First Maw Maw gave me a spoon of honey and vinegar.
“Now, give it awhile, and that ache will go away,” she said, screwing the top of the head back onto the bear-shaped jar.
I ran back outside and started to play again. But my stomach never would quit hurting.
Maw Maw could tell because a little boy took my turn on the swing set, and I didn’t even argue.
“Come on in here,” Maw Maw said, wiping her hands on her housedress. “Let’s try something else.”
As I waited on the kitchen stool, Maw Maw started digging around in the back of the fridge.
The screen door flew open, and there was that same little boy who had taken my turn on the swing.
“Mrs. Jackson,” he said. “Mr. Jackson said to give her some of this.”
He was giggling so hard that the sentence almost never made it out of his mouth. Maw Maw raised up from the fridge and looked at the boy, who was holding a bottle of castor oil.
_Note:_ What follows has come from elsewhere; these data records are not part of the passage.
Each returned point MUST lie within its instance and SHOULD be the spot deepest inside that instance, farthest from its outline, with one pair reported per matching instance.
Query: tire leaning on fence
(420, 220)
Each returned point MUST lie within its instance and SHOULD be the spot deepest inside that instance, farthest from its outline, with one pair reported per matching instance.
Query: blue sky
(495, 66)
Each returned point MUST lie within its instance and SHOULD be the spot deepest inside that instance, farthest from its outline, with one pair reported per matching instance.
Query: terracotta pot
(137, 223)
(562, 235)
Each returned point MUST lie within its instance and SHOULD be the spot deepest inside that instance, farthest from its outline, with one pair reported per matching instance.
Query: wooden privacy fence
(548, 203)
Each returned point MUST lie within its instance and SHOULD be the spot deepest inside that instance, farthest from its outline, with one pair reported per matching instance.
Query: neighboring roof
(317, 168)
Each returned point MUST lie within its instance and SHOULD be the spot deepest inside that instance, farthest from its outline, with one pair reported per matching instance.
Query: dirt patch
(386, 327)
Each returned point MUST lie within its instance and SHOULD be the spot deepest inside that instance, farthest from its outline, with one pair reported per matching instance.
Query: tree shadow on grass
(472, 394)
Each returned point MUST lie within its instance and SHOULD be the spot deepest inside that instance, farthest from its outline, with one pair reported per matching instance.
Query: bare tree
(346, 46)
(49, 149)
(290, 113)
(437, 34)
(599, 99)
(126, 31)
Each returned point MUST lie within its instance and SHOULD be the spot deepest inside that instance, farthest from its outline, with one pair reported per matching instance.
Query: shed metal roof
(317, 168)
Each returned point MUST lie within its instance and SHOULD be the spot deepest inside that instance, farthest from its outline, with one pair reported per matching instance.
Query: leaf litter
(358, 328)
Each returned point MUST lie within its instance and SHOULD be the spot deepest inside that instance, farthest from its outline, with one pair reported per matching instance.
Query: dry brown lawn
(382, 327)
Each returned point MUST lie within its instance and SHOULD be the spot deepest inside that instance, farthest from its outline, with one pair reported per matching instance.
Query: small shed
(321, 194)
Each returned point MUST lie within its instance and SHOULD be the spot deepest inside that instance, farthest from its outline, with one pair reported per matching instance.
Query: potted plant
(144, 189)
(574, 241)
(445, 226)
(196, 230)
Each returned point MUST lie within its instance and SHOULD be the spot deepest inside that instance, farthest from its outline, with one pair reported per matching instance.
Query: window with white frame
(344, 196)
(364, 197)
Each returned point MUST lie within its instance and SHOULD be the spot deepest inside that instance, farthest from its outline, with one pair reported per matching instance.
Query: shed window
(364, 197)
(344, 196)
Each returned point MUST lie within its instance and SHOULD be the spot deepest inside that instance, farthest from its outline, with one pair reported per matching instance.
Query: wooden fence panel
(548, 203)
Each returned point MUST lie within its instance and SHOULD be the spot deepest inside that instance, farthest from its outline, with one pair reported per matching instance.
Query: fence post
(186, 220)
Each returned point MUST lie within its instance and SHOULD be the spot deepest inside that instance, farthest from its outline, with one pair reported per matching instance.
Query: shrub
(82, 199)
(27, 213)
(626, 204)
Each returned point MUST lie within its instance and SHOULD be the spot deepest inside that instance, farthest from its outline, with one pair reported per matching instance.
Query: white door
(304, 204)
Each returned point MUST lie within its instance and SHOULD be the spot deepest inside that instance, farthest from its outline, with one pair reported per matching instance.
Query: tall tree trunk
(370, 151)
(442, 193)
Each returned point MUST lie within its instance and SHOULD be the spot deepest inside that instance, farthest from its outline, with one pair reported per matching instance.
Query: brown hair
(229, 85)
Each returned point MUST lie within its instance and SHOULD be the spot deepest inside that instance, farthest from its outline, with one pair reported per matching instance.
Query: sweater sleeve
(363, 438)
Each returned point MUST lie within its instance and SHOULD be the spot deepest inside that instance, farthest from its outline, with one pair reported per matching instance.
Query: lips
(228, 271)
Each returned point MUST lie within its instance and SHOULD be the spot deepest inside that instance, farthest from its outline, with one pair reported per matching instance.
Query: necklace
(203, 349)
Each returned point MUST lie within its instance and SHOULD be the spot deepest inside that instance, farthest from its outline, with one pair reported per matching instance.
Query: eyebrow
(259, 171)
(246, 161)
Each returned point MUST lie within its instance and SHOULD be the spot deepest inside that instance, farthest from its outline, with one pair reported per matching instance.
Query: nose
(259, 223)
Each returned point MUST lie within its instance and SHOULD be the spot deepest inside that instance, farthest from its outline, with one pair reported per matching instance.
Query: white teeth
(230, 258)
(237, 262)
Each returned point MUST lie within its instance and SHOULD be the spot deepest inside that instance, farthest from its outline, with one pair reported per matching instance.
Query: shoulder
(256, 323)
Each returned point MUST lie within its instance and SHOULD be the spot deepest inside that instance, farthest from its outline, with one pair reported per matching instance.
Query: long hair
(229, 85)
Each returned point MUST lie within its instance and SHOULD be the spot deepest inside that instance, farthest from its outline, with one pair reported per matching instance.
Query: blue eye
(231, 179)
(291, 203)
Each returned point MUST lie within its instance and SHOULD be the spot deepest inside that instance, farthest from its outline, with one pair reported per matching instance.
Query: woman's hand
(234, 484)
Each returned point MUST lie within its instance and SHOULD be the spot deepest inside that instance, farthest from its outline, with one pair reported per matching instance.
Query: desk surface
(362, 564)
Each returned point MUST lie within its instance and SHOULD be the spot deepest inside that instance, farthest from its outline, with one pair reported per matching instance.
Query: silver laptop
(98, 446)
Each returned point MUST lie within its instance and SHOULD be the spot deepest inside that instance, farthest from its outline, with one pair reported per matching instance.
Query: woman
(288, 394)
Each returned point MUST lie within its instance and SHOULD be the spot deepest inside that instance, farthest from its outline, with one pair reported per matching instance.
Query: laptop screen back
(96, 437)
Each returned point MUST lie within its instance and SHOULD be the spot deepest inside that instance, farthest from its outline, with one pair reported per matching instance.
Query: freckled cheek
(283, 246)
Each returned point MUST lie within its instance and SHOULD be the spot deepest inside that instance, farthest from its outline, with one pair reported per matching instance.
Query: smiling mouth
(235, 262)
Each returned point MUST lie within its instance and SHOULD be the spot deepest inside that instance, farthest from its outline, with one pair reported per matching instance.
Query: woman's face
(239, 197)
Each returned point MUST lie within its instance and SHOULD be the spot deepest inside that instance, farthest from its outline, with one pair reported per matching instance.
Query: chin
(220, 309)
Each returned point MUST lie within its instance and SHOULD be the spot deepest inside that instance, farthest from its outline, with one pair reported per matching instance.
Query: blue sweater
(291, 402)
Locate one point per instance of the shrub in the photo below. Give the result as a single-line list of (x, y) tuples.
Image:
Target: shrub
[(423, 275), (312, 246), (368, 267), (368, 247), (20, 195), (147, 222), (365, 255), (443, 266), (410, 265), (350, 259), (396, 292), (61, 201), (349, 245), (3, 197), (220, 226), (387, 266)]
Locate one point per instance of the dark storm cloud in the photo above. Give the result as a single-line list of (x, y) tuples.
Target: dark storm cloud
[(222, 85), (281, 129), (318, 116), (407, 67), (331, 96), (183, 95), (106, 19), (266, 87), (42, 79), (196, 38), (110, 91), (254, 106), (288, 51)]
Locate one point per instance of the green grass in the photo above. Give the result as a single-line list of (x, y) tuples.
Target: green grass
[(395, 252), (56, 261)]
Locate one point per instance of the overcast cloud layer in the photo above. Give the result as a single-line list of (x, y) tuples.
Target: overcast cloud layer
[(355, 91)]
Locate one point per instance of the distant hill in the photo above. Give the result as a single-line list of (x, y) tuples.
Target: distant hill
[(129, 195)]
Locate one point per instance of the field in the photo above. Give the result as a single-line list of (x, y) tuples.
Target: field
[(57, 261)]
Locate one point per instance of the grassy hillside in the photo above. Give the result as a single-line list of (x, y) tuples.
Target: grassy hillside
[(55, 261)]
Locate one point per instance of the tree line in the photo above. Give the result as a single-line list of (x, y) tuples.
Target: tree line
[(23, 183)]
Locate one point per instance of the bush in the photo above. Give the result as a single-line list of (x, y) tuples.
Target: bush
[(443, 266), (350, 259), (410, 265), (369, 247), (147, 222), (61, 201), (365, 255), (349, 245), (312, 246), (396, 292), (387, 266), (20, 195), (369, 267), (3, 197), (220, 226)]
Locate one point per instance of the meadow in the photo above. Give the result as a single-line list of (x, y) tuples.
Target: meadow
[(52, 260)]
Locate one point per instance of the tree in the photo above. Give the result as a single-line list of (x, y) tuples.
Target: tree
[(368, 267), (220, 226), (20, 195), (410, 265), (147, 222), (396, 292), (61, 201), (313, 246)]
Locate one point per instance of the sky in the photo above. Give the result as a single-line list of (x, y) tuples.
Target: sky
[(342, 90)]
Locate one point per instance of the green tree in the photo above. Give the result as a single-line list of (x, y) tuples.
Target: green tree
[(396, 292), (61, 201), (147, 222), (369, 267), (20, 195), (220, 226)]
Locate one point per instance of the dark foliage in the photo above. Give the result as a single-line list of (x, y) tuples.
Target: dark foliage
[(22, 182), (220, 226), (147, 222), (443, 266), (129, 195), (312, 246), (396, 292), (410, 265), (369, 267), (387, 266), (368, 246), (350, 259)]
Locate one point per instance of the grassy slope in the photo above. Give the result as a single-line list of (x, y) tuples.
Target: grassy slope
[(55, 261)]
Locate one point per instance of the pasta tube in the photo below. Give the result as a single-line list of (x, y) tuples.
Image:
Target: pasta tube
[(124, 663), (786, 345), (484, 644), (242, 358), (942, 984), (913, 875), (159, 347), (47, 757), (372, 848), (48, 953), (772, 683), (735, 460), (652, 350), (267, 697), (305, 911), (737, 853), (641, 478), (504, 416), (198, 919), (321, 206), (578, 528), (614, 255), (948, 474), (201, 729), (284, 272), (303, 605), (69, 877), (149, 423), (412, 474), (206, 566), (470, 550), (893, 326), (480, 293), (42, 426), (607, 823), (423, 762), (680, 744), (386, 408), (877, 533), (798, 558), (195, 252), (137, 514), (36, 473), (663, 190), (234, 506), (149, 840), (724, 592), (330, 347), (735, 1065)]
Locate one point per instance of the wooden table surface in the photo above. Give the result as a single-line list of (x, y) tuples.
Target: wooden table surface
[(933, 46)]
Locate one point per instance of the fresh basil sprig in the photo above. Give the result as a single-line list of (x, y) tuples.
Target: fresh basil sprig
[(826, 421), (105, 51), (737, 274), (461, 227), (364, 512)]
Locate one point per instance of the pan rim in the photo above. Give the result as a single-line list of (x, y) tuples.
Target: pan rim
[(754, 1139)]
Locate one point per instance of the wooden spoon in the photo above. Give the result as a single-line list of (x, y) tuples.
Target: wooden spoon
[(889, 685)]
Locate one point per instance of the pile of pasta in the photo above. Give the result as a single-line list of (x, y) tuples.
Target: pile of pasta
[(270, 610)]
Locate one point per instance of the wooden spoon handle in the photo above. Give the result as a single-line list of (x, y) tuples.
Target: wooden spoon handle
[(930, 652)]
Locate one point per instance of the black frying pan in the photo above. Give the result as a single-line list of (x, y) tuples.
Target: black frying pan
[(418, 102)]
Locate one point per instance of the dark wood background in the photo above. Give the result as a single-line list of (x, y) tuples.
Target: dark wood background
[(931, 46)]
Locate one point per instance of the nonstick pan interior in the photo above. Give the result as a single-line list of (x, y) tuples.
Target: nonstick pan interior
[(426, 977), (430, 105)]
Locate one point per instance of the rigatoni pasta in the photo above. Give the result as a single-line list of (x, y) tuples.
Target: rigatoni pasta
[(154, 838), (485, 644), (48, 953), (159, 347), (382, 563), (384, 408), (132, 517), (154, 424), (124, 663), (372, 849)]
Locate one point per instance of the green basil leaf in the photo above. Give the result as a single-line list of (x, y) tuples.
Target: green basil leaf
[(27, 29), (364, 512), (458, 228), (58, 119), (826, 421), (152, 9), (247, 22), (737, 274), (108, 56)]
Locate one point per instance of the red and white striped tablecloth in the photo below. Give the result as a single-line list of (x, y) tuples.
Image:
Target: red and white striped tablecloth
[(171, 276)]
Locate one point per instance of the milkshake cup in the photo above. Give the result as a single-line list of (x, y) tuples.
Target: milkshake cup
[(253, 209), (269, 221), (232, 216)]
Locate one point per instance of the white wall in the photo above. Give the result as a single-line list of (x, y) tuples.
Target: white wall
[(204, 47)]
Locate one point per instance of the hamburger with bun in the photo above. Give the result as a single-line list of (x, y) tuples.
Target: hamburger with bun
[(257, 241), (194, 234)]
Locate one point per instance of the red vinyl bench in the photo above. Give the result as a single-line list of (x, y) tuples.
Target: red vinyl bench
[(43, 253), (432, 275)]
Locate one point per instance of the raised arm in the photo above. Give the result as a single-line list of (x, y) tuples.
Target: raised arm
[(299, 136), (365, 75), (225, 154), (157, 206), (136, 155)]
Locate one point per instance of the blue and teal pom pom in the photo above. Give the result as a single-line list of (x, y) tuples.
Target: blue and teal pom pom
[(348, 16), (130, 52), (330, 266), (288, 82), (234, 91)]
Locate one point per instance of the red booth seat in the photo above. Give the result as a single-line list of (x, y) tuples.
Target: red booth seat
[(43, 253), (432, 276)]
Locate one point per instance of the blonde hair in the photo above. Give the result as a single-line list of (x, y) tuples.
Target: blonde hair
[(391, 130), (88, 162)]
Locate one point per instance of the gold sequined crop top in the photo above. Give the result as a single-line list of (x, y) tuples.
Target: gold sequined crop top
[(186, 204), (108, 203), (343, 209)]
“Mr. Jackson said this would fix her right up,” he said, grinning.
“Go on,” Maw Maw said, snapping her dish rag. “That boy ain’t got any sense. Ahh...there it is.”
Maw Maw pulled out this gigantic jar of pickles. There were about four left.
“Maw Maw, I don’t want to eat a pickle,” I said, pouting. “I don’t wanna eat anything.”
“You don’t eat the pickle,” she said, grabbing a cup from the shelf. “You drink some of the juice.”
I never really cared for the juice before, but I was willing to give it a try. I really loved pickles, and maybe Maw Maw was onto to something.
I took about ten sips and headed back outside. Believe it or not, my stomach quit hurting.
But Maw Maw’s home remedy created a monster.
Pretty soon I was drinking all the juice out of the pickle jars, leaving the pickles to rot. I was pouring juice in ice trays and sticking them in the freezer to make “picklesicles.” I would get a whole pickle and dig the inside out and drink the juice. I was a pickle-eating fool.
Flash forward 20 years later, and there I was on the main road through Benton. I was eating a pickle, but I was also tipping the plastic bag into my mouth drinking the juice out.
Eating that pickle took me back to my childhood when a a pickle could cure a craving, a stomach ache or a bad day. I didn’t have any problems in those days that a pickle couldn’t solve.
Jason thought it was funny when he saw me eating that pickle, and he starting bringing some home. I think there’s still one left in the fridge. I better get to it before anybody else does.
But I better put some juice in the freezer for future picklesicles. You never know when James may have a stomach ache in the middle of the night...or when Momma might have a craving.